Tech Debt is Dumb

A lot of developers bandy about the metaphor of technical debt like it's a real thing. This in turn leads to some very real problems in communication. Never forget that tech debt is a metaphor. Its goal is to provide some sort of analogy for a thing someone else doesn't understand. If you cargo cult a metaphor and keep repeating it all the time, the metaphor replaces the real thing in the audience's head.

Physicists deal with this all the time when dealing with invisible forces. Electricity is water in a pipe. Uncertainty is a cat in a box. Electrons spin like little billiard balls (and have up and down spins, funny that). These and many like them are just metaphors for real mathematical equations describing observed phenomena. But metaphors get treated like ground truth in people's heads if they never really learn what lies behind them. Spoiler alert, your non-technical colleagues will likely never understand software development like you do. So repeating a metaphor is going to make your life harder than it already is. Especially if you choose a poor metaphor.

Comparing Real Debt to Tech Debt

Why is it a bad metaphor? What makes a good metaphor? A metaphor allows someone to link a new concept to existing understanding by leveraging what they already understand to make assumptions about this unfamiliar concept. Notice how that is a double edged deal. If someone's got a lay understanding, this may work, but it often breaks down fast if the person really understands the other concept.

A good metaphor then would be one that goes far on that understanding before breaking down. Tech debt does not. Tech debt almost immediately doesn't work the same as real debt. It only barely holds if your understanding of debt is that, debt is bad, and that you can sometimes say we don't have time and move on with the assumption that you'll, pay it back later. So, let's examine how debt works and how tech debt just doesn't. Here's a couple totally normal debt related things that just don't map.

What's The ROI For Tech Debt?

When a non-technical person thinks about debt, that immediately means it has a value. Sure a value with amortized cost, but it implies that I can sign on for a bunch of this debt and just have the company pay it back in the future. Yeah, business thinking people do really consider debt this way. Debt is a way to race against return on investment and accelerate profits. The problem is these people are not accountants. It's the bean counters job to track whether or not we can actually repay these obligations. Debt is free money subject to accounting review.

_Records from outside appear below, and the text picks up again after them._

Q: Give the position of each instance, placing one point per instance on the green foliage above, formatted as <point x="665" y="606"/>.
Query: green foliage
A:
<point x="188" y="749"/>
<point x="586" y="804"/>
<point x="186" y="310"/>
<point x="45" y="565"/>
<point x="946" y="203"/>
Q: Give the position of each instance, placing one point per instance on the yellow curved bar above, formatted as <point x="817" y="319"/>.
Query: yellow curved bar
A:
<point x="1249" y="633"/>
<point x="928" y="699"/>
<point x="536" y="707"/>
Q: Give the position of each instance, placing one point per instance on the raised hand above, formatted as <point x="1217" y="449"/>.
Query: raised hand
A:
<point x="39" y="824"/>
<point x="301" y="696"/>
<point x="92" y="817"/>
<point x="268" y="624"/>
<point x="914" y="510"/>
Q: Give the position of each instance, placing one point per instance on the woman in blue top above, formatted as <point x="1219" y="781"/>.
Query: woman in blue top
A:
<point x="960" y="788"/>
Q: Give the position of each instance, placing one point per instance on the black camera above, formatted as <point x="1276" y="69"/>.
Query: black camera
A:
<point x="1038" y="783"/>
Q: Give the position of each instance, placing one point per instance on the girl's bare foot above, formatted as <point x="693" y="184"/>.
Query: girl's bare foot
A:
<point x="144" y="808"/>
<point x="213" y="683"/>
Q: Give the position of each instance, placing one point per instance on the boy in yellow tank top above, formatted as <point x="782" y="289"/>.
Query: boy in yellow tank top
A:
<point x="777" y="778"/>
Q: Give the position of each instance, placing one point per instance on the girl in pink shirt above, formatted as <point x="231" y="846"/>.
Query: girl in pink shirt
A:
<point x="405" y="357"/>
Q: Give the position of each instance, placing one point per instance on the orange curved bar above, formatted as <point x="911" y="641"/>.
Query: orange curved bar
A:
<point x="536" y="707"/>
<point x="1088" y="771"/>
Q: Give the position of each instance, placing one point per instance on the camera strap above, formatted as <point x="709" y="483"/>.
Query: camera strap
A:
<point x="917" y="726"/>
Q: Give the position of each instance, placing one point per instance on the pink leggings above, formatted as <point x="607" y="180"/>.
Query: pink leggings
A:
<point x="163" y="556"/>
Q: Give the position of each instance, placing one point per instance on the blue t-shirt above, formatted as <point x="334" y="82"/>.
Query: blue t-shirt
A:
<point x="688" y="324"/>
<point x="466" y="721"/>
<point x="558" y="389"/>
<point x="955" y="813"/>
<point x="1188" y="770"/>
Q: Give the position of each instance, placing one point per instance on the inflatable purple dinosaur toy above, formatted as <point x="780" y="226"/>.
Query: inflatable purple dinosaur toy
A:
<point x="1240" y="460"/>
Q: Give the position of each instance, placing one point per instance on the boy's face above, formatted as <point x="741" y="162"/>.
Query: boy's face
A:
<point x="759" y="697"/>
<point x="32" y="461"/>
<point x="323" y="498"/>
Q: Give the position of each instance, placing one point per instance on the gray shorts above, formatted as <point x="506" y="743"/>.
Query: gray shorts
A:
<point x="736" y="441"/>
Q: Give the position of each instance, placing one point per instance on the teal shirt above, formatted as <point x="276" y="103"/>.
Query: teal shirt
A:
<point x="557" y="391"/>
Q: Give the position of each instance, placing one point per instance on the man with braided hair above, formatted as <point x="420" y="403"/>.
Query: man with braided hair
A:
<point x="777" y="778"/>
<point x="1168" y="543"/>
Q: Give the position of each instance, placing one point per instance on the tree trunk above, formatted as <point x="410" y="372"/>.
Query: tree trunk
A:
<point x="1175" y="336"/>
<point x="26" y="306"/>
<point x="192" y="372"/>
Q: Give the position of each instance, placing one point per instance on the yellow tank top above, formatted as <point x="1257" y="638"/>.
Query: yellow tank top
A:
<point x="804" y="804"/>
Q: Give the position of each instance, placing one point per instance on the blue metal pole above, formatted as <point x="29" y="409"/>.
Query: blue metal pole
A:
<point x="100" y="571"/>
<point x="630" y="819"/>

This immediately runs into problems with tech debt. What's the value of this debt? I don't have a metric to give it a debt to dollars conversion, do you? What even is a tech debt unit? How do we quantify it? If we're going to use the language of finance to talk about developing software you better believe there needs to be hard numbers involved.

How's The Interest Rate?

Similarly, what's the interest rate on this debt? We haven't quantified what a debt unit is, how can we calculate the cost of the time sink it's becoming and track it over time? Does this cost increase? Is it linear, exponential, or constant? How does interest fluctuate? How does interest impact yield? Interest rates are a core concept to debt but make no sense at all to technical debt. There's no obvious comparison. Well, there is one...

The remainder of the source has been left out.